The question of what Painting, as a serious endeavour is, and what it can be, has been at the core of much advanced art practice and critical discourse from the late 19th Century onwards. It is a key, almost defining, constituent of modernism as a broad philosophical movement, later segueing into postmodernist mode and beyond.
Across more recent decades however, postmodernism, globalization and new media have transformed our idea of culture. Old divisions between high and popular tropes have become fluid, yet, whilst Painting has vied for attention with Installation and Time-based media, it retains an acute power as a cultural medium. Indeed, paradoxically in this age of the internet, Painting may be the most subversive art form, through it’s sheer humanity. When so much of our visual culture can be experienced through reproduction – film, television and even theatre – Painting -and visual art broadly- may be the only medium that demands one-on-one direct interaction between the artist’s work and the person who engages with it.

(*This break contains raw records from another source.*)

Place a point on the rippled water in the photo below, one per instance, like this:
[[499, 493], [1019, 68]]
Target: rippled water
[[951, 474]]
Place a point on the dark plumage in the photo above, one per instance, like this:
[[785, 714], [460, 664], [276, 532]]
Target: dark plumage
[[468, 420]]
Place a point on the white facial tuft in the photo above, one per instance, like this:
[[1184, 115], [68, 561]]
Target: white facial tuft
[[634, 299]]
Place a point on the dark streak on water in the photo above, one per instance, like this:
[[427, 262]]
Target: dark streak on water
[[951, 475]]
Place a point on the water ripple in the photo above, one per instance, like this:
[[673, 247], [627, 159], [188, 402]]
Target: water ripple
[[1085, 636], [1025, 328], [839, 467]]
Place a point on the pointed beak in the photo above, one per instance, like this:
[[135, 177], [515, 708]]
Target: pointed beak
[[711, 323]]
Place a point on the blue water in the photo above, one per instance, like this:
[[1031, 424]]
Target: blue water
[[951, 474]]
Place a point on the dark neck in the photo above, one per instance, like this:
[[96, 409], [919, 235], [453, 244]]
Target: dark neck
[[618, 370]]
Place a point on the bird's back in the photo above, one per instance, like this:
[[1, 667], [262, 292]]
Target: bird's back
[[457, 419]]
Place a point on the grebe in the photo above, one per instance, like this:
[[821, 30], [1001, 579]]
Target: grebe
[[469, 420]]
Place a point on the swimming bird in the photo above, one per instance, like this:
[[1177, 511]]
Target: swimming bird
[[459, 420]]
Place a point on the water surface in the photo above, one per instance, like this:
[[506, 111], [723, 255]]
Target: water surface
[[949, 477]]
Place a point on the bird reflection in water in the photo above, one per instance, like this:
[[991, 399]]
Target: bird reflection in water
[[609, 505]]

One-on-one interaction is absolutely key to an engagement with the paintings of S.W. Austin. His paintings are an alchemic fusion of expressive paint and often three dimensional surface. In his endeavour to explore what painting can be, he “constructs”each painting – it may be said that he “makes” a painting rather than “paints” it.
Austin uses a diversity of materials from canvas to wood – often as found object- as the support for his paintings. In his creative process, he inserts areas of wood built up from assembled elements, adds areas of wood to the canvas/wood surface in a form of bricolage, and cuts into the painting often creating a gap to reveal the wall behind. This is done with a speed and fluency which is echoed in his concurrent application of paint.

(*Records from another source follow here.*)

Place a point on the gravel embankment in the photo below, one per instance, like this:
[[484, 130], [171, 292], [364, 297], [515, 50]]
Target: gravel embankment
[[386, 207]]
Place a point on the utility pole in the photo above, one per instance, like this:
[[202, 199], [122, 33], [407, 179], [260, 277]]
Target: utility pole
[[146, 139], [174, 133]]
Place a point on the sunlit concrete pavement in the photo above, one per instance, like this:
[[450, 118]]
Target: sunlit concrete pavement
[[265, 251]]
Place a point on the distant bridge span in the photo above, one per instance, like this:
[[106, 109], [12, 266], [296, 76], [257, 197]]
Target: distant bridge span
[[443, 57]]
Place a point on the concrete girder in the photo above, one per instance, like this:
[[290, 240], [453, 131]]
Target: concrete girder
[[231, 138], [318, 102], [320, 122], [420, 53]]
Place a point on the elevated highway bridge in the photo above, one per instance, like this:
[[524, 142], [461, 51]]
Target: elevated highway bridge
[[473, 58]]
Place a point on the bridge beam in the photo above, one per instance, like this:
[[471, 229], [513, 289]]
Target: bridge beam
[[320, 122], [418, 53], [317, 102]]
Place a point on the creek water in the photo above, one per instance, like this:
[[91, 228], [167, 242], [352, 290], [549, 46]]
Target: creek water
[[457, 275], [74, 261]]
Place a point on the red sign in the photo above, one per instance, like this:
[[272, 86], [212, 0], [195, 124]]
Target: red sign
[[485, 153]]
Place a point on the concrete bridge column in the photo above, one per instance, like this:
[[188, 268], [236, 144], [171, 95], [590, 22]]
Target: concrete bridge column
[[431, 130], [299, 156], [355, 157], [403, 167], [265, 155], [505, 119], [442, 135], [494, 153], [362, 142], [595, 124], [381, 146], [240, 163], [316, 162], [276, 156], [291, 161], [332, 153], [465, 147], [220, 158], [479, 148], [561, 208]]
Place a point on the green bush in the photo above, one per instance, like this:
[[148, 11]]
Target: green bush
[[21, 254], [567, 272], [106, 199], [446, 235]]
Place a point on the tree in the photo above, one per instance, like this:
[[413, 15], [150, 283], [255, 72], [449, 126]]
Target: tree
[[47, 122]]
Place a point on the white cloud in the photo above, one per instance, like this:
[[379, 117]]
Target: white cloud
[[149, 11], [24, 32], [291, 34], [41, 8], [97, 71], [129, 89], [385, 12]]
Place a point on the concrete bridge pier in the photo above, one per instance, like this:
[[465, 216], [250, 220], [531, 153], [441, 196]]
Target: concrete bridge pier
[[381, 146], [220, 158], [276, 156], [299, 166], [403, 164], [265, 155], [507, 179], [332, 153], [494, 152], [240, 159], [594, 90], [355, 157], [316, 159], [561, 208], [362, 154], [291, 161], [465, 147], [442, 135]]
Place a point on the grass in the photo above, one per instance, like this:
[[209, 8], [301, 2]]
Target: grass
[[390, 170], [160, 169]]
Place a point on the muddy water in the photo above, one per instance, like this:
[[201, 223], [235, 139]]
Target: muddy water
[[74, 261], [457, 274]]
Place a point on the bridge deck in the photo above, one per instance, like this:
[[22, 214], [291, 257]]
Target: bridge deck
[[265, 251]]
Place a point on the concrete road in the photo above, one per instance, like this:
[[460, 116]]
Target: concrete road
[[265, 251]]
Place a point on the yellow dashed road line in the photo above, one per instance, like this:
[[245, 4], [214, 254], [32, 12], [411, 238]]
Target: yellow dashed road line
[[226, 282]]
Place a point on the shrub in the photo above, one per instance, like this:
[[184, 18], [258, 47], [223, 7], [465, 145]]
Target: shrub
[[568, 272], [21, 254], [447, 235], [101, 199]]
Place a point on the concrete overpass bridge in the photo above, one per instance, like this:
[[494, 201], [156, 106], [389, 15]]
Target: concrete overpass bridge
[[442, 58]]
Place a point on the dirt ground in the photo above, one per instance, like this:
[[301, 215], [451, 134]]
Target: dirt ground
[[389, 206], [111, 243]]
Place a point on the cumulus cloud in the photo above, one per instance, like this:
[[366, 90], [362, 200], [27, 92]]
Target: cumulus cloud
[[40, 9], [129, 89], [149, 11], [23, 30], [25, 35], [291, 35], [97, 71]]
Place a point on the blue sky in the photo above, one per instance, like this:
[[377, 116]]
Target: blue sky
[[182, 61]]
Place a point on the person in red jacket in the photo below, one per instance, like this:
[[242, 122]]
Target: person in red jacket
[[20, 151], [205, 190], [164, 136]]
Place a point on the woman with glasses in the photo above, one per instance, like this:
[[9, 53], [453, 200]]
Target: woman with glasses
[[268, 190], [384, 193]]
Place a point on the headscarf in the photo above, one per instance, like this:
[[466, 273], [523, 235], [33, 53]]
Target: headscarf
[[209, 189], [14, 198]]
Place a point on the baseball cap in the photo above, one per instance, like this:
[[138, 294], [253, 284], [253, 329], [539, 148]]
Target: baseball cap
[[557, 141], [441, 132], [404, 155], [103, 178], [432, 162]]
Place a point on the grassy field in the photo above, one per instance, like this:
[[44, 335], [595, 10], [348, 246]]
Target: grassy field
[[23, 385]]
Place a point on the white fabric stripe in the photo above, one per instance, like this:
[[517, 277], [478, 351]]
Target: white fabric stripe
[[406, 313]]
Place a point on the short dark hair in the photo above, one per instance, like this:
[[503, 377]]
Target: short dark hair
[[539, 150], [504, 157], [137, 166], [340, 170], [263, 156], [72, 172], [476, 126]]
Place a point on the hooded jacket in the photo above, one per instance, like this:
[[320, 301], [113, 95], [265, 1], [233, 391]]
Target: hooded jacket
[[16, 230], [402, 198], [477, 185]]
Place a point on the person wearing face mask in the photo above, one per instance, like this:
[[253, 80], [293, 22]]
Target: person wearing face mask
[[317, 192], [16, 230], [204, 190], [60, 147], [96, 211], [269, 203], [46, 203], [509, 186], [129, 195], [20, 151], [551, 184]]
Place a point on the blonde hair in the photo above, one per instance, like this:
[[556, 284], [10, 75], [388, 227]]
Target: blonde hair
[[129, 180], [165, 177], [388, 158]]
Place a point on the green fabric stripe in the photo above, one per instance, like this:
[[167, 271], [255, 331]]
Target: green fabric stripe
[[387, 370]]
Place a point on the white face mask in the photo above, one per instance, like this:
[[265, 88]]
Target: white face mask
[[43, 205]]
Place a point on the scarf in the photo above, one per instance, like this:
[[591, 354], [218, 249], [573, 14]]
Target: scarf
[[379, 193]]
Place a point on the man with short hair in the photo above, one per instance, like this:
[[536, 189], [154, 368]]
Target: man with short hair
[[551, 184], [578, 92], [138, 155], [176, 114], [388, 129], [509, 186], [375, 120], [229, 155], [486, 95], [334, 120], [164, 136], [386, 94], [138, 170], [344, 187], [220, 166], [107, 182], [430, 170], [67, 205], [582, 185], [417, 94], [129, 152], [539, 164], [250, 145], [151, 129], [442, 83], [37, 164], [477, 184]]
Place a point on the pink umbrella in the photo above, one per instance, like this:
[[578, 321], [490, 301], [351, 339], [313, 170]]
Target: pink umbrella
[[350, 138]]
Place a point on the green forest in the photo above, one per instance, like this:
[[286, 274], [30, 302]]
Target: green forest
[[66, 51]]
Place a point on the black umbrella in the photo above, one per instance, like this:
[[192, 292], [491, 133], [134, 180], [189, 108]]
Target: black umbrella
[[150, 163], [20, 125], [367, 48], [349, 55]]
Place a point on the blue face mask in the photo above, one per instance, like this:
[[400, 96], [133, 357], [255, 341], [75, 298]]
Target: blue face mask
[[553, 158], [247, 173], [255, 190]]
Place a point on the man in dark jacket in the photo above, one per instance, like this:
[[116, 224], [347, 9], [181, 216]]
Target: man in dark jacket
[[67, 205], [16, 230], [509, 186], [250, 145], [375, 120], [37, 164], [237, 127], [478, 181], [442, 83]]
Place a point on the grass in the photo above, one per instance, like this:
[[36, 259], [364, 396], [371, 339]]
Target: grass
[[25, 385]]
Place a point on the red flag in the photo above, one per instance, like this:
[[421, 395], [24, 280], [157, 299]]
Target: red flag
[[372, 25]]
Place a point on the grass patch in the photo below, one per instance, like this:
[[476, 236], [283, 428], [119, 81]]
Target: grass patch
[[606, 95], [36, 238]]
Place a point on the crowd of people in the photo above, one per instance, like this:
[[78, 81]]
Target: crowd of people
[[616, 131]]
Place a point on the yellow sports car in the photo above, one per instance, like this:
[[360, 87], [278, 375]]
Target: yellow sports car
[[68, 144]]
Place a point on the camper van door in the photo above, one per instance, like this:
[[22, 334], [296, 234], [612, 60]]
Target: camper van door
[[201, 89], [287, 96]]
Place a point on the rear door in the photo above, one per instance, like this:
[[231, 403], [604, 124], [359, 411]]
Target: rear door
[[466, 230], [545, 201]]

In drawing attention to his process and the materials he uses, and in his conviction that serious work must be self reflexive, Austin has some common cause with Greenbergian imperatives. His paintings however reject Greenberg’s need for formal purity and medium specificity in favour of a deliberate problematization of the painted surface.

Austin makes use of a wide ranging variety of materials to provide sculptural incident, and he has at his disposal, a menagerie of approaches to the expressive application of paint and mark-making. His painted and drawn marks cannot be confined to figurative or abstract polarities. They subliminally reference everything from architecture to landscape, to ancient hieroglyphics. Fluent in their use of colour, they fuse with his disrupted and sculptural surfaces to create powerful and vital paintings that demand to be experienced one-on-one for serious engagement.
In doing so, they demonstrate that Painting is a visceral art, a multi-layered art of intellectual, sensual and emotional significance and one which in Austin’s hands, is realized with an impressive level of integrity and rigour.